David Herrin: Some are. Movie theaters have made an admirable recovery, but it’s a very specific group that’s going back—primarily men between the ages of 25 and 45. The Quorum did a
study with two other companies, Fanthropology and Cultique, polling 2,500 people in the U.S. who went to the movies before the pandemic, asking them if they’re returning now. Roughly half of them—49 percent—said they’re not.

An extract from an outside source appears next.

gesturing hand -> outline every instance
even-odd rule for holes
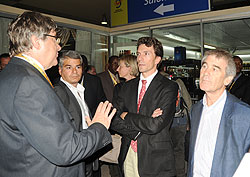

We divided those former filmgoers into three different groups: The first is the “reluctants,“ which includes me. These are people who started going back to movie theaters in May, June, and July, when vaccines started to take hold and there was no Delta variant. Once the variant came along and we saw spiking Covid cases over the summer, the reluctants stopped going. The second group is the “hopefuls.” They’ve yet to go back to the movie theater, but they aspire to; they want to go back. Then there’s a third group, the “likely lost.” These are people who went to the movies before the pandemic, haven’t been back since, and don’t see themselves returning in the future.
Vyse: What more do you know about the reluctants?
Herrin: They were the most avid of filmgoers before the pandemic. These are people who go to the movies at least once a week. Then you have frequent filmgoers, who go once a month, and infrequent filmgoers, who go two or three times a year. The people who aren’t going at all tend to be female, across the entire age range. Older audiences, both male and female, aren’t returning. Lower-income respondents aren’t either.